The S2E state merging API offers two calls: s2e_merge_group_begin() and s2e_merge_group_end().

The subtree that begins at s2e_merge_group_begin() and whose leaves end at s2e_merge_group_end() is merged into one path. The MergingSearcher behaves as follows:

The searcher suspends the first path (path A) that reaches s2e_merge_group_begin().

  • If path A did not fork any other path between s2e_merge_group_begin() and s2e_merge_group_end(), there is nothing to merge, and the searcher resumes path A normally.

  • If path A forked other paths (e.g., B and C), the searcher schedules another path. The scheduled path could be B, C, or any other path outside the subtree to be merged.

  • When path B reaches s2e_merge_group_end(), MergingSearcher merges it with A, then kills B.

  • When path C reaches s2e_merge_group_end(), MergingSearcher merges it with A+B, then kills C.

Limitations

  • It is not possible to nest pairs of s2e_merge_group_begin() and s2e_merge_group_end().

  • S2E must be running in concrete mode when merging states (s2e_merge_group_end() ensures that it is the case).

  • The set of symbolic memory objects must be identical in all states that are going to be merged.

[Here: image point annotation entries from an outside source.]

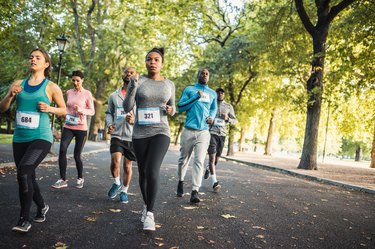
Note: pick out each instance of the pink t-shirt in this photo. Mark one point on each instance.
(76, 120)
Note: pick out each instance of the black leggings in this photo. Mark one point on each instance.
(66, 138)
(150, 153)
(27, 157)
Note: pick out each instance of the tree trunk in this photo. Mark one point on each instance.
(372, 165)
(230, 151)
(96, 120)
(314, 103)
(242, 140)
(358, 153)
(268, 149)
(319, 34)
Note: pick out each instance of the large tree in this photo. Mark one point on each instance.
(325, 13)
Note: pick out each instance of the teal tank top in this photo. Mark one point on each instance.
(31, 124)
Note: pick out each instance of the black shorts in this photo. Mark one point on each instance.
(216, 145)
(125, 147)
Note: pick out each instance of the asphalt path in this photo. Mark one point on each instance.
(255, 209)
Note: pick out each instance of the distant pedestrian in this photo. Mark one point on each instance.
(32, 137)
(154, 96)
(120, 127)
(225, 114)
(199, 102)
(80, 104)
(100, 133)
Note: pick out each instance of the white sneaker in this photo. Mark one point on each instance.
(80, 182)
(144, 213)
(149, 224)
(60, 184)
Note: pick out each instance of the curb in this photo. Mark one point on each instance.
(55, 158)
(304, 176)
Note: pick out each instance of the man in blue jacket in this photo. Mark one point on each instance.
(199, 103)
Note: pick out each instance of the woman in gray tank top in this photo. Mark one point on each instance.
(154, 96)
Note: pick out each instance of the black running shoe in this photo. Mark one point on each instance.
(23, 226)
(180, 189)
(41, 214)
(194, 197)
(206, 173)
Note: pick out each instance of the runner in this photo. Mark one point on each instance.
(155, 99)
(32, 137)
(120, 126)
(224, 115)
(199, 102)
(79, 104)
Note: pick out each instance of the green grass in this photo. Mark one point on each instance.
(6, 138)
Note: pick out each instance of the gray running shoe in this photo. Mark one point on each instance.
(80, 182)
(112, 193)
(60, 184)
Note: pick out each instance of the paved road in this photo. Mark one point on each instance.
(256, 209)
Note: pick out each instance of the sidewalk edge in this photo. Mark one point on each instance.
(308, 177)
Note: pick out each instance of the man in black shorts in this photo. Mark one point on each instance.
(225, 114)
(120, 126)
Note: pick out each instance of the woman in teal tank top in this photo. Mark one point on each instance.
(32, 137)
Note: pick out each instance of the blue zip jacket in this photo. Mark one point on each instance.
(197, 108)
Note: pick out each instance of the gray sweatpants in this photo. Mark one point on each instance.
(198, 141)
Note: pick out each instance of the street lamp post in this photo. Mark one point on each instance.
(61, 44)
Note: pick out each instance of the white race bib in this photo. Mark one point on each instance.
(71, 119)
(27, 120)
(205, 98)
(120, 113)
(149, 115)
(219, 122)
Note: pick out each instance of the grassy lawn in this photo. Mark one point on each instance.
(6, 138)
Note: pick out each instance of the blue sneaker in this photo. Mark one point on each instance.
(124, 197)
(112, 193)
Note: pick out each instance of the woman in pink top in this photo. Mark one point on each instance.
(79, 104)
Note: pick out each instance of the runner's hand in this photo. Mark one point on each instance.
(209, 121)
(15, 89)
(130, 118)
(168, 109)
(43, 107)
(111, 128)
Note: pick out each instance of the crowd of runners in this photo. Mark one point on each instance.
(137, 121)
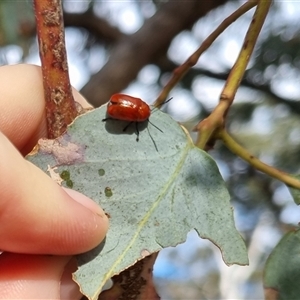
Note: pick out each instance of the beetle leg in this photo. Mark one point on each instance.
(103, 120)
(137, 131)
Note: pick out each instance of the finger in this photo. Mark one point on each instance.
(22, 105)
(38, 216)
(26, 276)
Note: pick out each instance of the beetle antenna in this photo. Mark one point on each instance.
(136, 128)
(160, 105)
(152, 137)
(155, 126)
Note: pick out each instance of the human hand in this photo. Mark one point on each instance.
(41, 224)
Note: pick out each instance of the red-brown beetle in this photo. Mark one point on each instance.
(127, 108)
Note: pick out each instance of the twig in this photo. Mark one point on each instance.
(60, 105)
(216, 120)
(179, 72)
(237, 149)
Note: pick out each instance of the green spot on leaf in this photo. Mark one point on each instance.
(69, 183)
(108, 192)
(101, 172)
(65, 175)
(158, 196)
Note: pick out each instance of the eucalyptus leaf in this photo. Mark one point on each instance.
(154, 191)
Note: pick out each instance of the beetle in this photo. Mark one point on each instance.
(127, 108)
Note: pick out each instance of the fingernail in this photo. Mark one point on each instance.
(85, 201)
(68, 288)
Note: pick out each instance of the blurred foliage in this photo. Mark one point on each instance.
(264, 117)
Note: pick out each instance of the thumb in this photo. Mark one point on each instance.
(39, 217)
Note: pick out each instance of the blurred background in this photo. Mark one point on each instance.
(133, 47)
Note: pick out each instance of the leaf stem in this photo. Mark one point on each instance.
(179, 72)
(237, 149)
(60, 105)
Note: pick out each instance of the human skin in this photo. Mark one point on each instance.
(41, 224)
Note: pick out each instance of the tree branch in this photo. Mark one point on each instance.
(135, 51)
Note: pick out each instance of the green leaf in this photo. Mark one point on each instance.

For example, there shouldn’t be calls to s2e_make_symbolic between s2e_merge_group_begin() and s2e_merge_group_end().

  • It is not possible to merge two states if their concrete CPU state differs (e.g., floating point or MMX registers, program counter, etc.).

  • s2e_disable_all_apic_interrupts() and s2e_enable_all_apic_interrupts() ensure that the concrete state is not clobbered needlessly by interrupts. The direct consequence is that the merged subtree cannot call into the environment (no syscalls, etc.). Not disabling interrupts will make merging much harder because the side effects of the interrupt handlers and those of the OS will have to be merged as well. If the side effects affected the concrete CPU state, merging will fail.